Rabbi Meir n'est pas d'accord et suit l'opinion connue comme étant celle de Rabbi Akiva : la règle d'un interdit qui n'implique pas d'acte (Lav che'ein bo ma'asseh) ne dispense pas, et même celui qui transgresse par la parole uniquement est inclus dans l'obligation. Par conséquent, selon Rabbi Meir suivant l'opinion de Rabbi Akiva, le blasphémateur doit apporter un sacrifice de Chatat fixe. Et la Halacha suit l'opinion des Sages.

Le calcul en pratique :

À la lumière de cela, les propos du Rambam s'expliquent ainsi : bien que la Michna en ait énuméré trente-six, comme nous l'avons dit, il y en a finalement quarante-huit. Le Rambam écrit explicitement qu'il y a quarante-trois fautes pour lesquelles on est redevable d'un korban 'hatat fixe. Autrement dit : il y a quarante-huit fautes dont la punition est le karet, mais seules quarante-trois d'entre elles obligent à offrir un korban 'hatat lorsqu'on les transgresse par inadvertance (bèchogeg).

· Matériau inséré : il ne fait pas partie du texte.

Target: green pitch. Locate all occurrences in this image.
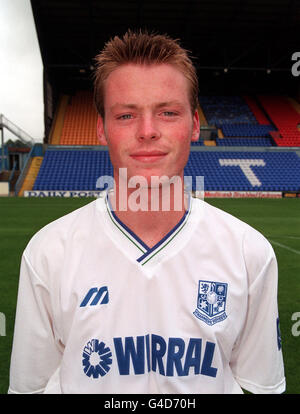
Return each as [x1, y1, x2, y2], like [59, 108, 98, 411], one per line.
[0, 198, 300, 394]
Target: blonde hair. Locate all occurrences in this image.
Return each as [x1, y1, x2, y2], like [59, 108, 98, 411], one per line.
[94, 30, 198, 119]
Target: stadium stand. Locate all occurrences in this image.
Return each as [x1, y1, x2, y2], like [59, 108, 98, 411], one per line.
[19, 157, 43, 196]
[20, 91, 300, 194]
[199, 96, 257, 128]
[243, 96, 270, 125]
[33, 149, 300, 191]
[258, 95, 300, 147]
[59, 91, 99, 145]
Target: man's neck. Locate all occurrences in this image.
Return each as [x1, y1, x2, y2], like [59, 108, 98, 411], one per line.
[109, 186, 189, 247]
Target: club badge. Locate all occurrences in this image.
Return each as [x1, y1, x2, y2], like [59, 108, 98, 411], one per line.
[194, 280, 228, 325]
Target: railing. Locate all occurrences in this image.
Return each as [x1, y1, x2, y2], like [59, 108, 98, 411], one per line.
[0, 114, 34, 147]
[15, 146, 34, 196]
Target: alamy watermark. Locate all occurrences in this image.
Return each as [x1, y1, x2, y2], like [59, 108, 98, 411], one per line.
[291, 52, 300, 76]
[96, 168, 204, 211]
[0, 312, 6, 336]
[292, 312, 300, 336]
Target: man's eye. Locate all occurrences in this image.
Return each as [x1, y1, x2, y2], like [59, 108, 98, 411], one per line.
[163, 111, 176, 116]
[118, 114, 132, 119]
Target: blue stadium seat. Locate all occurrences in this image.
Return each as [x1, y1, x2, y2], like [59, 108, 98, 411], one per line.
[33, 149, 300, 191]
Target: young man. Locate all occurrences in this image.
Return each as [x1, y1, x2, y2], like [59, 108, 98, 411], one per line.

Quels sont donc les cinq cas qui créent cette différence ?

  1. Une personne impure (tamé) qui pénètre dans le Temple.

  2. Une personne impure qui consomme des sacrifices (kodachim) - ces deux cas ont été énumérés explicitement dans notre Michna, et ils n'impliquent pas de korban 'hatat fixe, mais un korban olé veyored.

  3. Le blasphémateur (mégadéf) - qui est passible de karet, mais n'apporte pas de korban 'hatat fixe parce qu'il n'implique pas d'action concrète.

  4. Le fait de ne pas accomplir la circoncision (brit mila).

  5. L'abstention de participer au korban Pessa'h - ces deux cas ont été énumérés dans la Michna précédente, et bien qu'ils soient passibles de karet, puisqu'il s'agit de commandements positifs (mitsvot assé), ils ne requièrent pas de korban 'hatat.

En résumé : ces cinq cas, lorsqu'ils sont déduits du total de quarante-huit, nous amènent à quarante-trois - le nombre de fautes pour lesquelles il y a une obligation d'offrir un korban 'hatat fixe lorsqu'une personne les transgresse par inadvertance (bèchogeg).